Chad
Slender Hobbit
I can't see really ditching any of the subjects taught in primary schools. They are all important, especially when taught well. My high school, like 25 years ago, had a class that was required for ALL students related to the 'life skills' mentioned here. Things like budgets, checkbooks, interest, insurance, conflict resolution, and the like. Of course, it was rural NH, so we also had to take forestry classes.
Oh, and I absolutely agree that most teachers are underpaid. You want to improve schools, the key isn't testing the students, as they are more or less a constant, the key is to raise teacher's salaries so you recruit the BEST teachers you can. Make those positions desirable for recent college grads (money wise), and you will raise the quality of education. As I see it where I live, maybe 80% of the teachers are dedicated pros who love teaching and would do so as long as they could afford to do it, and 20% leeches doing the minimum work required as they probably couldn't survive working in the real world. Raise salaries and make the jobs ultra competitive, and those crappy 20% will drop off.
I never understood this country's issue with funding public education, all the way through college. Every politician talks about American innovation and drive, but most cut the crap out of education and just 'hop' the innovation will continue, when all the while we are slipping behind other countries that take education seriously. Why can they not see that a properly educated work force in more productive and makes more money (and pay more taxes) that a poorly educated one. I contemplated NOT writing this, as it touches the political arena, but I think every side in politics is guilty of shorting education, and I didn't take a specific political side, so I will leave it here.

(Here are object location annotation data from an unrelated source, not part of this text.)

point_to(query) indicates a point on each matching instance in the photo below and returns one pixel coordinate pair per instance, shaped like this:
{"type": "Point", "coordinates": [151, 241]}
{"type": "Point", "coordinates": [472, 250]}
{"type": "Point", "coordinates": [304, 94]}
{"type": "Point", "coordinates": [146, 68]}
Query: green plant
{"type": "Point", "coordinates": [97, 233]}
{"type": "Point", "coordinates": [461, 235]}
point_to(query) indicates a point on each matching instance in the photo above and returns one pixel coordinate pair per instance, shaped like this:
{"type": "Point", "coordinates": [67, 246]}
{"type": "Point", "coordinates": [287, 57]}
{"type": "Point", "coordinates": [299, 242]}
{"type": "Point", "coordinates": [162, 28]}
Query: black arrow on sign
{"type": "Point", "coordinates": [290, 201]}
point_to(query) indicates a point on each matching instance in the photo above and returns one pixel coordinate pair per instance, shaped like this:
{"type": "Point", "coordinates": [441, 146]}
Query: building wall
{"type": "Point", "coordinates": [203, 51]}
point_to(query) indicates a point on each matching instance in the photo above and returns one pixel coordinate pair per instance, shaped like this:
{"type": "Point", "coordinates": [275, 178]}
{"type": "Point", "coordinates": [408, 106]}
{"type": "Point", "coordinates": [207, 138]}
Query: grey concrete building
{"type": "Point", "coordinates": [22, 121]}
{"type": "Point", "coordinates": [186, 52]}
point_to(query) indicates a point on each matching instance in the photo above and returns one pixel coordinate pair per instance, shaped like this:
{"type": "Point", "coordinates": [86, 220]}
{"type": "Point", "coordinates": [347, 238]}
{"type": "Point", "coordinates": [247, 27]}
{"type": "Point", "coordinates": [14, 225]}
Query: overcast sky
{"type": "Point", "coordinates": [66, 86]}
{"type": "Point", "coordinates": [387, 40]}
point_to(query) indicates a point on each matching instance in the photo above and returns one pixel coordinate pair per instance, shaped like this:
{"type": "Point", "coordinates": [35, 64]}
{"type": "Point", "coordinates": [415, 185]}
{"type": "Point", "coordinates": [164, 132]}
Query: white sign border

I agree with you completely. The 2 biggest ways to improve education would be to raise the pay of teachers, there by attracting better teachers and by increasing the number of teacher which would make smaller class sizes. I can't imagine how much the public education system would be if every elementary classroom had 10 students in it instead of 25 to 30. You wonder why kids don't learn in school, you stick 30 6 year old kids in a class with 1 teacher. The teacher spends more time telling little Johnny to stop picking on the other kids more than she teaches anything.